What’s more, travel can play a strong role in the education you offer to your children and grandchildren.
Here are eight ideas to ponder as you consider your future family travel.
Family Travel Reflects Your Values
The travel choices you make can send a strong message to your loved ones about what matters most to you. Consider the bucket list as a thoughtful and deliberate reflection of your own values, hopes, and dreams. So before you begin listing desired destinations, ask yourself what aspects of the world –geographically, spiritually and culturally – you want to share with your children, grandchildren and perhaps other friends and family members.
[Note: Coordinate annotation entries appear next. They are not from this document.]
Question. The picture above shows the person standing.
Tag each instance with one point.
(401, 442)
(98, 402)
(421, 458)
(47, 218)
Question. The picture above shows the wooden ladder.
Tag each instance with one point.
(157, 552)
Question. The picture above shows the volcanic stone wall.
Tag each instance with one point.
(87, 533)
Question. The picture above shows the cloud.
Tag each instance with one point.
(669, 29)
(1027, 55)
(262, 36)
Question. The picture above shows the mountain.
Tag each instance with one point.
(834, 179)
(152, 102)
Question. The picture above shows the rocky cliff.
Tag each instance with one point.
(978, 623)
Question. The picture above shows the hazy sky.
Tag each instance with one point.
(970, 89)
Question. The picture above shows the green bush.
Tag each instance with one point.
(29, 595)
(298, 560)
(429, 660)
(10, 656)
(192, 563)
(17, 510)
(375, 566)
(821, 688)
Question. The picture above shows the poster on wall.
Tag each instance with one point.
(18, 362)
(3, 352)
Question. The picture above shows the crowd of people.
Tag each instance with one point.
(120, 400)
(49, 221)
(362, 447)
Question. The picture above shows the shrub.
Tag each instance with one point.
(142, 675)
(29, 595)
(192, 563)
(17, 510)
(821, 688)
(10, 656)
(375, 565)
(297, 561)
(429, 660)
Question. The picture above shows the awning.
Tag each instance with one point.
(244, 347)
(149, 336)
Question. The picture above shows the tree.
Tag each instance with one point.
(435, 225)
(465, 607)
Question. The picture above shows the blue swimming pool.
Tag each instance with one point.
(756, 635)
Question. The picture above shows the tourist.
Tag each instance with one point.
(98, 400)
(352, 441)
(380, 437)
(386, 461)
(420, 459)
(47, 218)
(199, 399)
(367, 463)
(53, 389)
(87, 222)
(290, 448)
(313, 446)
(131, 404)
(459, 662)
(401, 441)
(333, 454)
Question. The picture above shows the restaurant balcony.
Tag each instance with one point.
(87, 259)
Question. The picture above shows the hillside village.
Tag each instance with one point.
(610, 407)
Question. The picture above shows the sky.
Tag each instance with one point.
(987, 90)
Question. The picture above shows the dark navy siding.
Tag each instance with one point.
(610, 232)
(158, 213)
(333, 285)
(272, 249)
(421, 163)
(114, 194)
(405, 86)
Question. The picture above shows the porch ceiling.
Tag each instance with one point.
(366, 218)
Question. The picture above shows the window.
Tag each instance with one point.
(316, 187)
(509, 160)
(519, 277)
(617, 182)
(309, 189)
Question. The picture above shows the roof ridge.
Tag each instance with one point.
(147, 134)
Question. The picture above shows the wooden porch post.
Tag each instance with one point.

Identify Priorities and Passions
Are you a nature, history or art lover? Do you want your children or grandchildren to learn how to ski, cook, photograph or scuba dive? Do you hope to share your love of baseball or botany with the next generation? Will volunteer vacations or heritage tours be an important part of your mix? Take time to consider these ideas that will expand your family’s horizons and weave them into your travel plan.
Americans get low marks for knowledge of geography. Begin with a good map or atlas and consider studying the globe as an important part of your family travel education.
While your list will most certainly change over the years, think about which destinations you hope to visit while your children are in the nest and beyond.
And, when it comes time to involve the children in creating the bucket list, remember that kids don’t know what they don’t know.
Certain theme parks and resorts will likely be on their radar screens. But they may not be aware of the glories of Yellowstone or Yosemite or the historical significance of Gettysburg or Montpelier.
Unplug and Tune In
Plan a family trip around camping, hiking, biking or fishing. Unplug from technology, stow the phones, laptops, and tablets and tune in to the sounds of nature and to conversation with each other. Encourage the experienced to share outdoor skills that will serve youngsters for a lifetime. Any of nearly 400 national parks would serve as a grand classroom.
With Family Travel, The More the Merrier
Busy careers, geographic spread and year-round sports and school schedules mean it can be harder than ever to gather the clan. Therefore, extra effort is required to maintain and nurture family bonds. Spending relaxed, quality time with your extended family – grandparents, aunts, uncles, and cousins – enables the generations to gain important insights into family history. And, to have some fun!
About the Money
Choosing to make travel a priority is a decision that may require foregoing other luxuries or experiences. But the quality bonding time and lifelong memories are sure to be worth it. Consider creating a travel savings account. Opt for travel-related gifts for birthdays, graduations and holidays. Encourage the children to establish their own travel fund. Saving for a specific trip can be an important part of the overall experience.
About the Time
Whether you begin by tossing up a tent in the backyard or strategizing to experience a safari in Africa, there is no time like the present to begin planning family travel. As children get older, their schedules become more complicated by their own commitments. Take advantage of school breaks. Consider off-season adventures when you will experience fewer crowds and lower prices, even if it means missing a few days of class. Is a month, summer or year abroad on your family wish list? If, so, begin the research now.
You’ve planned and prioritized. Now, have fun. Take pictures. Repeat.